I have made jams and a chutney before but this was my
very first attempt at lemon curd –
and it turned out just great! And was quicker to do than jam or
chutney. What's not to love?
The only thing is that I realised how much butter and
sugar goes into it – we have used bought lemon curd up to now – and liked it
very much – no wonder with all the butter in there! We now have it
straight on toast rather than buttering first.
Ingredients
8-9 lemons – enough to make 1 ¼ cups of lemon juice
(which you strain)
220g butter, cubed (just under 8 oz)
1 ½ cups of caster sugar
Finely grated zest of 1 lemon – I used my microplane
6 large eggs
Now I have put quantities in – because for this recipe
the relative proportions are important to the result. This made 3 normal
sized jars.
I won't tell you how to get your jars ready. You
might sterilise etc. I just rinse clean jars in hot water. And keep
the curd in the fridge.
If you have a double boiler you should use it. I
didn't so put a metal bowl over the top of a saucepan and it worked just fine.
So you get your water to the boil – don't put in too
much – it mustn't touch the bottom of the bowl.
Pop your bowl on top and then put in your sugar,
butter, lemon zest and lemon juice. Heat over medium heat until the
butter has all melted.
In another bowl whisk the eggs well – now comes the
only tricky part. You put the egg into the butter mixture and then
anxiously stir it continuously with a wooden spoon until it thickens. Now
don't stop stirring – but also pull the bowl away from the heat and check that
the water underneath is only simmering gently. If you apply too much heat
at this stage things will turn to scrambled egg! Disaster.
The moment I felt it thickening – which took about 5
to 7 minutes, I pulled it off the heat and stirred furiously to ensure the
bottom wasn't sticking.
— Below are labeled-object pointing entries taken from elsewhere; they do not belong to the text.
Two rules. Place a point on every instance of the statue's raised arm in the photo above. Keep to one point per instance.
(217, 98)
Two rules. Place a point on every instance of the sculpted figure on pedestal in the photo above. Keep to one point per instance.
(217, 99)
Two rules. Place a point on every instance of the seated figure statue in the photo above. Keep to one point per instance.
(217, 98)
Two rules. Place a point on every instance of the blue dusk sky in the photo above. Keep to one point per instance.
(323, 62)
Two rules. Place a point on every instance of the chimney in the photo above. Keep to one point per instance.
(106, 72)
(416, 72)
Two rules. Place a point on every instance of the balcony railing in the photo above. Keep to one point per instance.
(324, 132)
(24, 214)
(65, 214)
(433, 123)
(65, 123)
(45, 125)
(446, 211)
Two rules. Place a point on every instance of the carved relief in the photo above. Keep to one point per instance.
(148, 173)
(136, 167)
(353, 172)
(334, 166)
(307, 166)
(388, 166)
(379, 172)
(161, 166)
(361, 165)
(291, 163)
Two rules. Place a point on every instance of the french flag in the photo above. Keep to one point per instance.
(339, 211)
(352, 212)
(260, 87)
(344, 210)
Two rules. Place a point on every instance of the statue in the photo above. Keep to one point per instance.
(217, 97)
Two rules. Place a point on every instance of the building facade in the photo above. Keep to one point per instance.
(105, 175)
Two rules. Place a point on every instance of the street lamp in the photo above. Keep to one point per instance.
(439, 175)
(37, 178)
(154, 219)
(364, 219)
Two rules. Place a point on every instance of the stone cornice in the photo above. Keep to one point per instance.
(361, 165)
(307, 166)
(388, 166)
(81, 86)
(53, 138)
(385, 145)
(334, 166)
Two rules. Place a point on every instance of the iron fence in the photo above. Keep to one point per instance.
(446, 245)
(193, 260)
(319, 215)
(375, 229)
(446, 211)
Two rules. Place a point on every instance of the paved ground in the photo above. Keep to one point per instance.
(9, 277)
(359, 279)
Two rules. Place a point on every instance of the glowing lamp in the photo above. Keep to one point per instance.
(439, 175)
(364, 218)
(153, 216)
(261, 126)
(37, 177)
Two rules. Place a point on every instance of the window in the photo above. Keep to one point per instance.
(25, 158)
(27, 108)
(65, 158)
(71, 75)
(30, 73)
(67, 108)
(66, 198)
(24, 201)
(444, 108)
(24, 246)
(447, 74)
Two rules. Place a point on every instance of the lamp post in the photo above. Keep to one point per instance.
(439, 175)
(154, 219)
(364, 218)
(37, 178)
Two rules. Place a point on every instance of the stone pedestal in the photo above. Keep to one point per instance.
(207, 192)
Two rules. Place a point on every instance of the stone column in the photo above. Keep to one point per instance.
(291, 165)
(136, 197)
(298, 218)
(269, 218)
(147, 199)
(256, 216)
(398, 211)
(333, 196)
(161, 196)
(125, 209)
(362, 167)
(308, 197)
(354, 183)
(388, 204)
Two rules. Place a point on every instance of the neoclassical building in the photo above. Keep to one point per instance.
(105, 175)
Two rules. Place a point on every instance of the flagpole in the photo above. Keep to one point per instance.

Don't worry if it is still a bit runny – it will
thicken some more when it cools.
Pour the mixture though a sieve and then pour it into
the jars – using your jam
funnel, if you have one.
I put little waxed paper discs on top of each pot and then put on the
lids. The waxed discs are optional but I think they give a better seal.
The store bought version costs $4.99 a jar and I worked out that my
version cost $3.00 for the ingredients. If you counted my time and the
gas it would probably have been cheaper to buy it. But the result was so
perfectly to our taste that I am sure I will do it again.